In Tennessee, a parent challenges a school’s assignment of the science fiction novel Robopocalypse. “Lee says he feels students should not have any say on what books they read and hopes more parents will be aware of Robopocalypse. ‘I would like to see it taken off the reading list,’ said Lee.”

And what is parent Lee’s main objection? The f-word. “Lee personally started counting all the f-words in Robopocalypse. By the time he got half-way through the book he had already counted 15.” Quick, hide all the copies of Catcher in the Rye!

I read and reviewed Robopocalypse last year. I thought it was poor science fiction and poor writing. It never occurred to me that this was a book that would generate controversy. Here’s my review:

robopocalypseRobopocalypse
Daniel H. Wilson

“Peeking out from my covers, I see there’s a rainbow of flashing lights coming from our wooden toy box. The pulsing blues and reds and greens flicker from the crack under the closed lid and spill out onto the alphabet rug in the middle of the room like confetti.”

That, dear reader, is a 14-year-old girl talking to a fellow survivor in the smoking rubble of a destroyed skyscraper as killer robots roam the streets. Does that sound like any 14-year-old girl you’ve ever known? Me either.

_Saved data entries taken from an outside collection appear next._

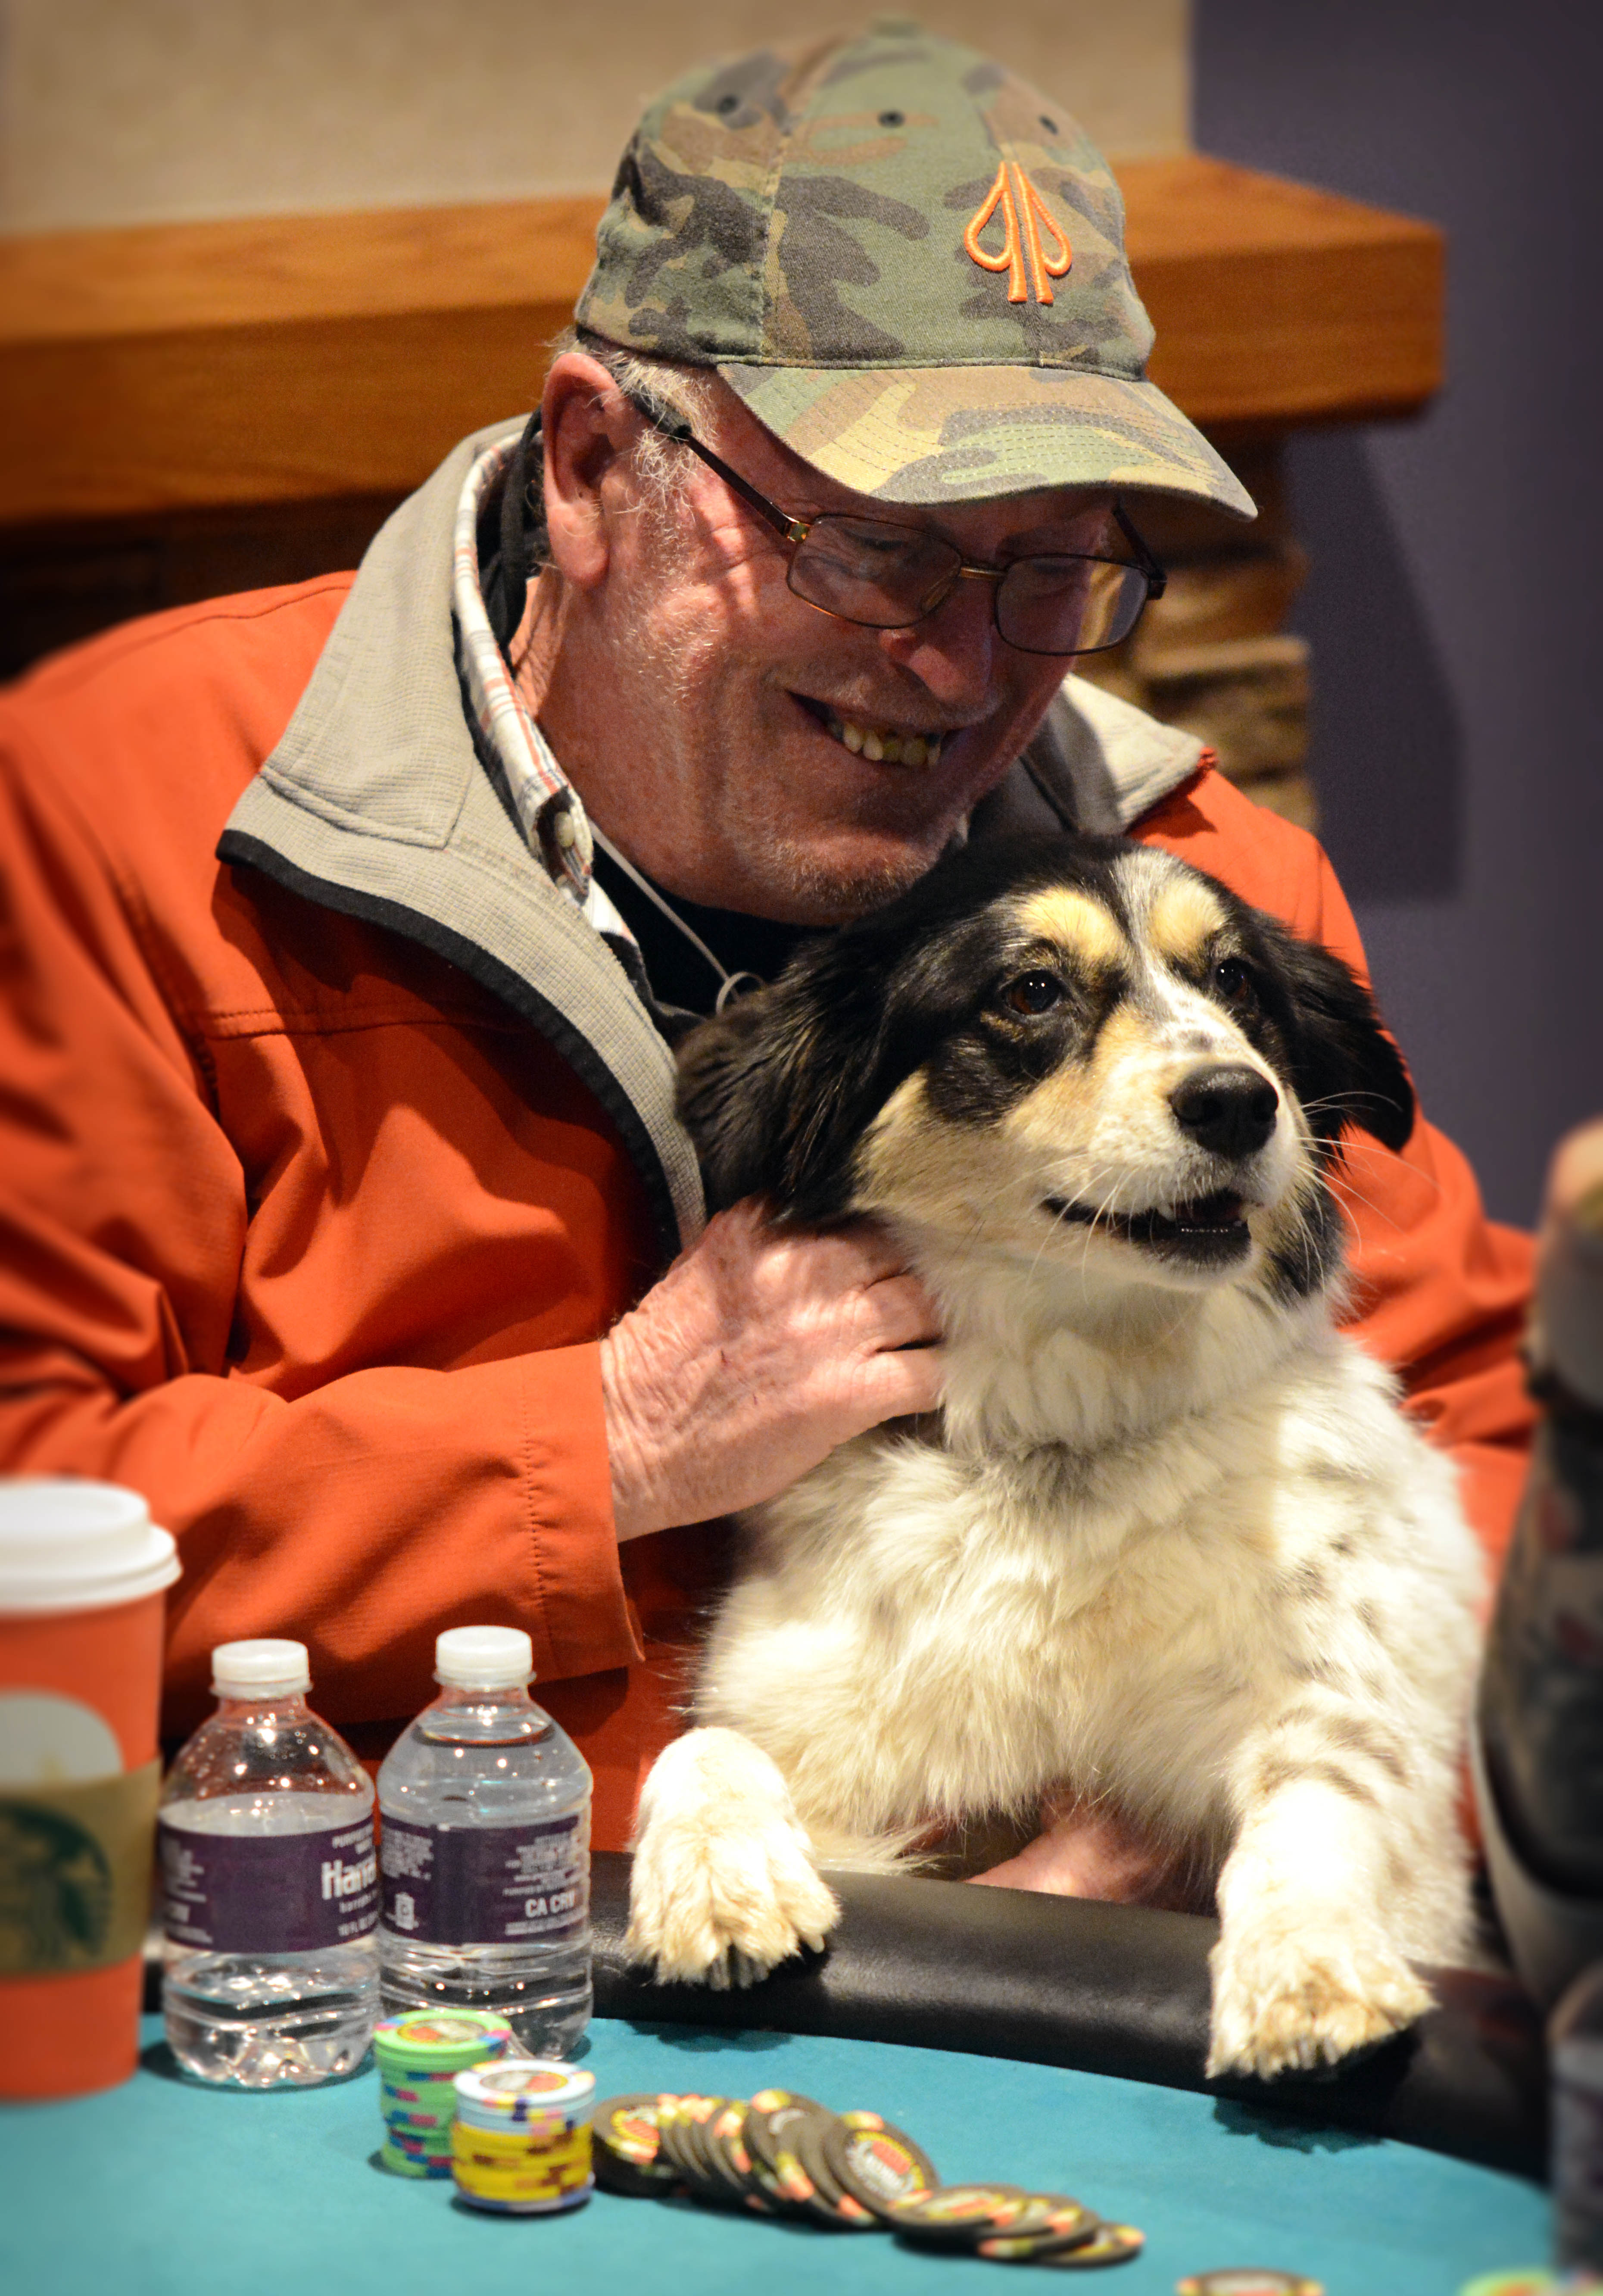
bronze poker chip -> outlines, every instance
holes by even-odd
[[[633,2199],[655,2198],[673,2190],[678,2171],[664,2157],[661,2127],[663,2111],[673,2102],[653,2092],[604,2097],[592,2109],[592,2159],[598,2185]]]
[[[721,2200],[727,2189],[702,2150],[701,2129],[729,2102],[726,2096],[691,2095],[669,2097],[663,2107],[663,2152],[678,2169],[680,2182],[697,2200]]]
[[[824,2159],[843,2193],[887,2224],[900,2202],[933,2192],[940,2183],[921,2145],[877,2112],[843,2112],[825,2130]]]
[[[883,2219],[872,2209],[865,2209],[855,2193],[848,2193],[830,2166],[824,2138],[837,2117],[832,2112],[809,2113],[796,2127],[796,2149],[813,2180],[811,2212],[840,2232],[884,2232]]]
[[[1101,2218],[1083,2201],[1067,2193],[1030,2193],[1010,2222],[975,2243],[974,2252],[994,2264],[1033,2264],[1059,2249],[1084,2248],[1102,2229]]]
[[[903,2240],[920,2247],[977,2248],[982,2240],[1002,2233],[1023,2234],[1037,2225],[1045,2227],[1051,2196],[1027,2193],[1022,2185],[1003,2185],[989,2178],[966,2185],[937,2185],[933,2192],[910,2193],[896,2202],[890,2222]],[[1074,2215],[1075,2231],[1089,2232],[1089,2211],[1077,2201],[1063,2205]]]
[[[1174,2296],[1325,2296],[1325,2291],[1321,2281],[1304,2273],[1237,2264],[1223,2272],[1188,2273],[1175,2282]]]
[[[1091,2238],[1073,2248],[1050,2248],[1044,2255],[1032,2259],[1051,2266],[1058,2272],[1093,2271],[1100,2264],[1128,2264],[1147,2245],[1147,2235],[1137,2232],[1133,2225],[1109,2224],[1104,2220]]]
[[[750,2107],[741,2098],[731,2097],[722,2112],[702,2122],[698,2142],[713,2174],[723,2179],[732,2205],[748,2209],[757,2216],[772,2216],[773,2203],[758,2183],[751,2155],[746,2149],[749,2112]]]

All the narrators of this book, who speak to us in the form of recorded conversations, debriefing transcripts, and electronic data bursts, sound like that 14-year-old girl. Which is to say that the characters who tell the story all sound the same … and are equally unbelievable. I’d much rather the author had abandoned the pretense of recorded conversations and transcripts and just told the damn story.

Dan Wilson, who has an academic background in robotics, doesn’t really give us much in the way of robotic information. How did Archos become self-aware? How did it manage to put itself together, to assemble the parts and pieces it needed to communicate with and direct the activities of other robots? Where are the factories it set up to manufacture its robot army, and where does it get the electronics and other raw materials it needs? How are the robots powered? How is it that Archos, seemingly aware of every single thing every human on earth does or thinks, is unable to defend itself in the end? Wilson doesn’t bother to tell us.

Vaunted background in robotics aside, Dan Wilson doesn’t appear to have any kind of background in robotic science fiction. Asimov’s Three Laws of Robotics? Strangely absent from a science fiction novel about robots. I mean, my god, there’s such a rich body of robot science fiction, you’d think Wilson would have boned up beforehand. Who’s going to pick up a book with a title like Robopocalypse? Science fiction readers, that’s who … and they’re going to be disappointed.

Wilson’s writing is literate but somehow inept. His characters constantly speak of imminent, catastrophic danger … “I sensed, with icy certainty, instant death hurtling toward me from the sky” … followed by a rifle shot that misses, or a thrown rock, or some such not-even-close-to-catastrophic event. But that’s merely a minor irritation. More seriously, Wilson fails to communicate the feel of global war, of huge forces advancing and retreating across the continents, of the near extinction of the human race. His cast of characters is too small, too localized. The reader never gets the sense of end-times doom Wilson wants to convey.

Robopocalypse is thin gruel. There’s no meat in it. I felt like I was reading the screenplay of a cheap Syfy Channel mini-movie. The robots may as well be zombies or vampires, for all the scientific lack of rigor Wilson gives us. Robopocalypse is not science fiction. It’s an airport thriller, and not a particularly good one.